TU Dortmund University has its own train station (“Dortmund Universität”). From there, suburban trains (S-Bahn) leave for Dortmund main station (“Dortmund Hauptbahnhof”) and Düsseldorf main station via the “Düsseldorf Airport Train Station” (take S-Bahn number 1, which leaves every 15 or 30 minutes). The university is easily reached from Bochum, Essen, Mülheim an der Ruhr and Duisburg.
You can also take the bus or subway train from Dortmund city to the university: From Dortmund main station, you can take any train bound for the Station “Stadtgarten”, usually lines U41, U45, U 47 and U49. At “Stadtgarten” you switch trains and get on line U42 towards “Hombruch”. Look out for the Station “An der Palmweide”. From the bus stop just across the road, busses bound for TU Dortmund University leave every ten minutes (445, 447 and 462). Another option is to take the subway routes U41, U45, U47 and U49 from Dortmund main station to the stop “Dortmund Kampstraße”. From there, take U43 or U44 to the stop “Dortmund Wittener Straße”. Switch to bus line 447 and get off at “Dortmund Universität S”.
The AirportExpress is a fast and convenient means of transport from Dortmund Airport (DTM) to Dortmund Central Station, taking you there in little more than 20 minutes.
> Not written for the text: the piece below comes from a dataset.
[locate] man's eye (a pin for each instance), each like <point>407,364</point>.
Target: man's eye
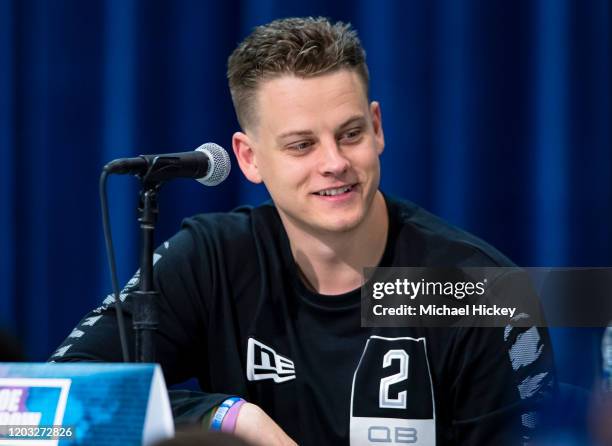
<point>300,146</point>
<point>352,135</point>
From Dortmund Central Station, you can continue to the university campus by interurban railway (S-Bahn). A larger range of international flight connections is offered at Düsseldorf Airport (DUS), which is about 60 kilometres away and can be directly reached by S-Bahn from the university station.
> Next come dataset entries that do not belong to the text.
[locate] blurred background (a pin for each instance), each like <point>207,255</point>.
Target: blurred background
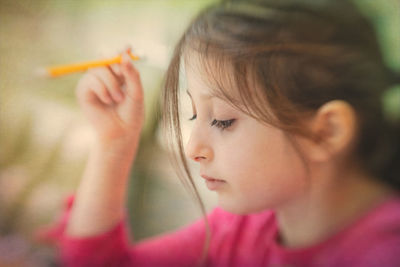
<point>44,139</point>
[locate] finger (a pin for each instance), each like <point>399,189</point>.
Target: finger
<point>99,89</point>
<point>110,81</point>
<point>116,69</point>
<point>132,78</point>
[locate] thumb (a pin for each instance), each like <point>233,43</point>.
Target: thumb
<point>134,87</point>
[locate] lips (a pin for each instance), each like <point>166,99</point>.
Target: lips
<point>211,179</point>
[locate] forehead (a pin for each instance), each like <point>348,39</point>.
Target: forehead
<point>210,76</point>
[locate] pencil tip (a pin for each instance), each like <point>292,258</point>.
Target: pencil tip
<point>41,72</point>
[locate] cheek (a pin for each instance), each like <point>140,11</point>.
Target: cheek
<point>264,171</point>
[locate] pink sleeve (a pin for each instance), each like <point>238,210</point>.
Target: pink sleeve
<point>179,248</point>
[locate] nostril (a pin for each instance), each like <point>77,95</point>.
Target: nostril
<point>198,158</point>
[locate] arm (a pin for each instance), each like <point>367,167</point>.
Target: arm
<point>117,121</point>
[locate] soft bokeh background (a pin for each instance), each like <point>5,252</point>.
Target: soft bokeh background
<point>44,139</point>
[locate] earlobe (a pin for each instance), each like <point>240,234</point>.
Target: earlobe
<point>333,128</point>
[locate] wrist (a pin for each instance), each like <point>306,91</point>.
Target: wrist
<point>121,148</point>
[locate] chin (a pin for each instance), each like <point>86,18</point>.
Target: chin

The H-Bahn is one of the hallmarks of TU Dortmund University. There are two stations on North Campus. One (“Dortmund Universität S”) is directly located at the suburban train stop, which connects the university directly with the city of Dortmund and the rest of the Ruhr Area. Also from this station, there are connections to the “Technologiepark” and (via South Campus) Eichlinghofen. The other station is located at the dining hall at North Campus and offers a direct connection to South Campus every five minutes.
The facilities of TU Dortmund University are spread over two campuses, the larger Campus North and the smaller Campus South. Additionally, some areas of the university are located in the adjacent “Technologiepark”.